Thursday, April 2, 2020

What God is going to do about it.


On Palm Sunday five-year-old Jason had a very sore throat and had to stay home from church with a sitter. When his family returned from the Church service, they carried several palm fronds. Jason asked them what they were for. "People held them over Jesus' head as he walked by," his father told him. "Wouldn't you know it," Jason fumed, "the one Sunday I don't go, and He shows up!"

This will for certain be one of the oddest Palm Sundays of my nearly 30-year ministry. It will be odd because it will be almost totally silent. Palm Sunday s one of those services where we let our liturgy out for a walk. Literally. This is the Sunday where we go for a walk around the Church in procession singing hymns like “Ride on, ride on in majesty”.  There would be tambourines and noisemakers and lots of voices signing as they strode along. That will be happening this year. This year, there will be silence and I suspect I will be straining to hear the rest of creation cry out, “Hosanna to the Son of David!”

In the Gospel for Palm Sunday, Jesus rides in on a donkey to the City of Jerusalem. As he and the others go along a people gather into a crowd calling on Jesus “Son of David have mercy on us!” and “Blessed is he who comes in the name of the Lord! Hosanna in the highest!” People were looking for healing and mercy so that their lives could be better and they could do better things, do more things and have a better life. They wanted safety. They wanted to be rescued. They wanted to be blessed. Most of all they called for God to be merciful.

You know what mercy is?
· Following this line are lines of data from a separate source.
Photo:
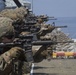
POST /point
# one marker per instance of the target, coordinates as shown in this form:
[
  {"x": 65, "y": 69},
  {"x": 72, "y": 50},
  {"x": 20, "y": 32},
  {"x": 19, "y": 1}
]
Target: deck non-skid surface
[{"x": 55, "y": 67}]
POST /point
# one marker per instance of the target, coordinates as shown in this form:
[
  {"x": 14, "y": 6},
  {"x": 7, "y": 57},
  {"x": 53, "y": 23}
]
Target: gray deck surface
[{"x": 56, "y": 67}]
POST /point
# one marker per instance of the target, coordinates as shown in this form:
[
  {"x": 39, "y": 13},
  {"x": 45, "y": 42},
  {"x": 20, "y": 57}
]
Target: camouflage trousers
[{"x": 7, "y": 63}]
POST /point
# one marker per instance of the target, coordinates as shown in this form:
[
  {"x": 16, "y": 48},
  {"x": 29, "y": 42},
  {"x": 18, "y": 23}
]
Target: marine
[{"x": 7, "y": 56}]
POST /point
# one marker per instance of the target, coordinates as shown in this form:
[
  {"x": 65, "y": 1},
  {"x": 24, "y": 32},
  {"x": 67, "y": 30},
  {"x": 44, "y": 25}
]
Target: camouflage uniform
[{"x": 6, "y": 28}]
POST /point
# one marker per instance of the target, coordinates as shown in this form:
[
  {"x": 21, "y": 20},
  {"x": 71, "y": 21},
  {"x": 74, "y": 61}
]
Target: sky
[{"x": 57, "y": 8}]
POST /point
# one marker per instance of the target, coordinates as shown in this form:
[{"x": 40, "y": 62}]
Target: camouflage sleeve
[{"x": 3, "y": 64}]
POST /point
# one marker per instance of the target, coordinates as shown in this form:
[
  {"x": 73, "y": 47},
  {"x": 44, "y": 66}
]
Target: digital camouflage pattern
[
  {"x": 6, "y": 27},
  {"x": 6, "y": 60}
]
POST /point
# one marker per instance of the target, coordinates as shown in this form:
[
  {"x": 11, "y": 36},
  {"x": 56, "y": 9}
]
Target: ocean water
[{"x": 71, "y": 25}]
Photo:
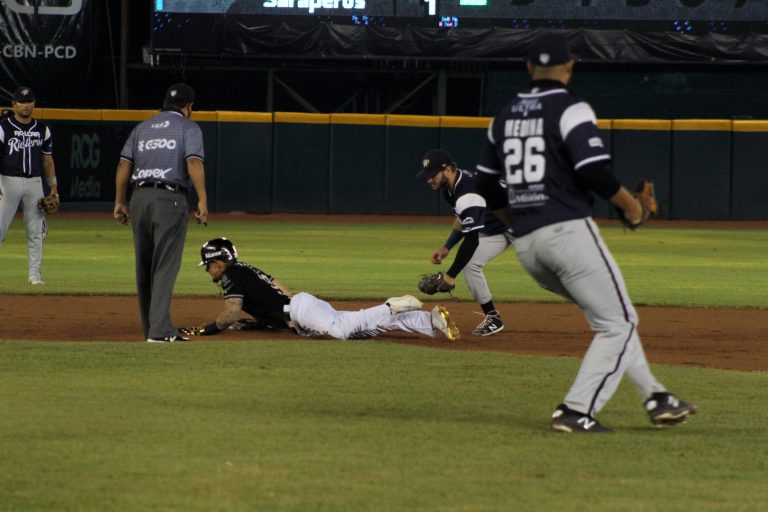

That is when one person stands between another person and the second person’s disaster, and first-person calls the second to himself to avoid the disaster. That is why Jesus and his death on the cross is crucial. He is lifted up so that we can see him and be drawn to him. God is providing mercy through executing judgment so that we can have that mercy and that rescue, that salvation. Through the cross, Jesus takes our judgment and our punishment. We, in turn, receive the mercy, the grace and the peace of God that passes all our human understanding. We are healed by the stripes he took for us. The cross teaches us about who we are and how far we are going to take this to make sure that we are in control. The cross also points out what God is going to do about it.

We are to follow, even chase if necessary, Jesus up the hill as he makes his way up the hill at Golgotha. We are to seek out the opportunities to build and reconcile relationships. We are to call out for healing and for rescue in the midst of the storm. We are prevailed upon to pick up our crosses and follow Jesus up the hill. We need to count the costs of following and not following Jesus. We need to guard our message and our integrity. We need to be wise in the ways that we walk and act, including our service of God.

Take time to look for Jesus. He is here and he has shown up. Cling to him!